According to the plaintiff, unless the statute is purely procedural (and she notes that the defendants have argued that it is not), or contains any indication that it was intended to have retroactive effect (which it does not, according to her), it applies prospectively only, and thus has no application to the case. Sherrod quotes from the statute’s legislative history and the defendants’ brief to argue that the statute has substantive elements and thus cannot be applied retroactively.
The plaintiff next argues, if the statute could be applied retroactively, that would mean it is purely procedural and that this fact would make it inapplicable in federal court under the Erie doctrine, which requires federal courts to apply federal procedural rules to cases pending in federal court. This is an especially clever argument by the plaintiff; in effect, she is forcing the defendants to elect whether they will argue that the statute is substantive (to overcome the Erie issue, but which is problematic for them on the retroactivity issue) or procedural (to overcome the retroactivity problem, but which is problematic for them on the Erie quandary). It will be interesting to see how the defendants respond to this “heads I win, tails you lose” argument.

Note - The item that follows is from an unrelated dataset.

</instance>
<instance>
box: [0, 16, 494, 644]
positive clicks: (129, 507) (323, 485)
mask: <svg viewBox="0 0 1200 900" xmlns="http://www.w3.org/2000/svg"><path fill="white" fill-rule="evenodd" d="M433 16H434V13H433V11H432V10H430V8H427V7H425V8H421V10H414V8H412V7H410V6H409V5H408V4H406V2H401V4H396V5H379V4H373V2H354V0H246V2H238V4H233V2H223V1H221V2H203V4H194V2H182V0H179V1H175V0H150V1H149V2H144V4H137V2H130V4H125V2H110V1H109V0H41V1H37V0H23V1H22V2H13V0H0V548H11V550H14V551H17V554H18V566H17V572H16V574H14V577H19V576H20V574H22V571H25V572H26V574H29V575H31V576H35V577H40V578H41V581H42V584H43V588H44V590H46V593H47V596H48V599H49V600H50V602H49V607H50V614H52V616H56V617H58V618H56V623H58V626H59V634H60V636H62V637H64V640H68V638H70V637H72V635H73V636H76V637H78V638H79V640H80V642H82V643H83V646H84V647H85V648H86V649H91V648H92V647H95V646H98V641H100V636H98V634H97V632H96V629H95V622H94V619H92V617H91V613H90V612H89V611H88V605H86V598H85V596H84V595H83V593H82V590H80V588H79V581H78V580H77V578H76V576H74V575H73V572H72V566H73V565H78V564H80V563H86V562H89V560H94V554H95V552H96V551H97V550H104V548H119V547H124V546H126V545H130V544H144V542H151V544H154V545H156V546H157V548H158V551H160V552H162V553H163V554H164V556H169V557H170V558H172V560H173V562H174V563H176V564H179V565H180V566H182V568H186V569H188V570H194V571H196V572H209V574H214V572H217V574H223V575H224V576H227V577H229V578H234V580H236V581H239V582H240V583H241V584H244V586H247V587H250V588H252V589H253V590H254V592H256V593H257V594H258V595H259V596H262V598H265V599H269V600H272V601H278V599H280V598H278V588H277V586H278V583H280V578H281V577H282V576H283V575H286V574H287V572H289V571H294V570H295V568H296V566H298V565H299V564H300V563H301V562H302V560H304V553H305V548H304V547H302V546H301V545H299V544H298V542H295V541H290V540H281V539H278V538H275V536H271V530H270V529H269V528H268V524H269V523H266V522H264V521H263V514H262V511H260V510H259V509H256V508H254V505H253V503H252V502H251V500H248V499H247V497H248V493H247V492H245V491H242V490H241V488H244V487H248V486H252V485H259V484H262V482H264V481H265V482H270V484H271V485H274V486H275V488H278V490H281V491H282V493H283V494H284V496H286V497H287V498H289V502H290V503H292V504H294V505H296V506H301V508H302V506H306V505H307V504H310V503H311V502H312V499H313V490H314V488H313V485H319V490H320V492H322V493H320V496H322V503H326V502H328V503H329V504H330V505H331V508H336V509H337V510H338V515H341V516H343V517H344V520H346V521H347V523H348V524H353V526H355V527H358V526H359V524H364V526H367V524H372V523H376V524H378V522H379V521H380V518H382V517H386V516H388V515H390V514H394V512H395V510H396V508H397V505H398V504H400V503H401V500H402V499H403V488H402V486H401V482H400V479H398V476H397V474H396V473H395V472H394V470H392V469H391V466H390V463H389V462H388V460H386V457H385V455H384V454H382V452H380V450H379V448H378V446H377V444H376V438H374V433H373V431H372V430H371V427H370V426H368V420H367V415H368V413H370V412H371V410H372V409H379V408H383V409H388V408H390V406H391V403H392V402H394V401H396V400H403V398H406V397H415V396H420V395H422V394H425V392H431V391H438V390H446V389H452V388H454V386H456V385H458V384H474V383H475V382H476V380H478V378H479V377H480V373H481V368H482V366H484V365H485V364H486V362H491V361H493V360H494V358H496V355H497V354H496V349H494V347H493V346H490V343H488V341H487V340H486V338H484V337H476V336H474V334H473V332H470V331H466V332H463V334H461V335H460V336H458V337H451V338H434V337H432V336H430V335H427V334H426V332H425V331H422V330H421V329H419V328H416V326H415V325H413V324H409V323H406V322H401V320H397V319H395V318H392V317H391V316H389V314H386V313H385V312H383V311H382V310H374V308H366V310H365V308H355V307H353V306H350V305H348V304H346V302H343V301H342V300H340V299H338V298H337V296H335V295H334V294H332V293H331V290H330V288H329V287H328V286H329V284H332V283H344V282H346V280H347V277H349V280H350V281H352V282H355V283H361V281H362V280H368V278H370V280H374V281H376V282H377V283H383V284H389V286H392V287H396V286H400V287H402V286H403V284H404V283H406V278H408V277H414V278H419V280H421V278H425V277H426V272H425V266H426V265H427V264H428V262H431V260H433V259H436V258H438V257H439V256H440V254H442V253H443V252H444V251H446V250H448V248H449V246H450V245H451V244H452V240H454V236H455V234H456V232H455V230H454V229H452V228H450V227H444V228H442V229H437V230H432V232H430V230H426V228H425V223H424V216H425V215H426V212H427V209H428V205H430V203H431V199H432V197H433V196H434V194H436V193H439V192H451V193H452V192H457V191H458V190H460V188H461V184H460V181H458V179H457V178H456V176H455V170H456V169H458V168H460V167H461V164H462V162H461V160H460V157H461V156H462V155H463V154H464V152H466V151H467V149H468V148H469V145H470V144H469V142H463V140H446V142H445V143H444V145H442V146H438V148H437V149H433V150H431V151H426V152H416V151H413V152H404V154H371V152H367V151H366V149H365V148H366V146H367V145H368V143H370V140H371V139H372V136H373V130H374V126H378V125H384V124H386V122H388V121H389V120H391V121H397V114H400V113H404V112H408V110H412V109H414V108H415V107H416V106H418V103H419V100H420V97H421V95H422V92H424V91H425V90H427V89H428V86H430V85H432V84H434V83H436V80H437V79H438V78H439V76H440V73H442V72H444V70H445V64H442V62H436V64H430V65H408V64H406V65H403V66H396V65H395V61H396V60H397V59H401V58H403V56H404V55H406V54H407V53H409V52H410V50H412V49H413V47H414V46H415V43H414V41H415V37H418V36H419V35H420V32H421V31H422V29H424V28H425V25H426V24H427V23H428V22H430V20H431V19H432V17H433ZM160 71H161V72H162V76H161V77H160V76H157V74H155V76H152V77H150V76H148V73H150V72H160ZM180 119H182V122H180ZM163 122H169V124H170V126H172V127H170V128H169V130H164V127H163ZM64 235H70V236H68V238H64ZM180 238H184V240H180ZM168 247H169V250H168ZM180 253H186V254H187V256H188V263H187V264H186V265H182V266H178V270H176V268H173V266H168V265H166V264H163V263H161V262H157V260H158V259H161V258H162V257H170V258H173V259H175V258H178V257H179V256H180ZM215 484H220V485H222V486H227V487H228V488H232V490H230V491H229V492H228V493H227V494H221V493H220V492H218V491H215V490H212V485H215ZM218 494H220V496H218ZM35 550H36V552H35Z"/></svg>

The plaintiff also argues that, because the statute requires a moving party to file a special motion to dismiss within 45 days after service of the claim, the motion was not timely made because the complaint was served on February 12, 2011 and the motion was not filed until April 18, 2011.
Finally, she argues that she has demonstrated that she is likely to succeed on her claims and, for that reason, the motion should be denied.
Of the four arguments, the retroactivity and Erie arguments appear to pose the greatest threat to the defendants’ motion. The plaintiff’s opposition, essentially, argues that the defendants cannot prevail because, if the anti-SLAPP statute is procedural (which would allow it to be applied retroactively), it cannot be applied in federal court (under the Erie doctrine). On the other hand, if it is substantive (and thus can be applied in federal court), it cannot be applied retroactively. Thus, according to the plaintiff, “[d]efendants have created a Catch-22 for themselves: either the statute is partially substantive (or has substantive consequences) and is therefore not retroactive under D.C. law or it is purely procedural and inapplicable in federal court under Erie. Defendants cannot argue ‘procedure’ on the one hand and ‘substance’ on the other merely to suit their convenience.”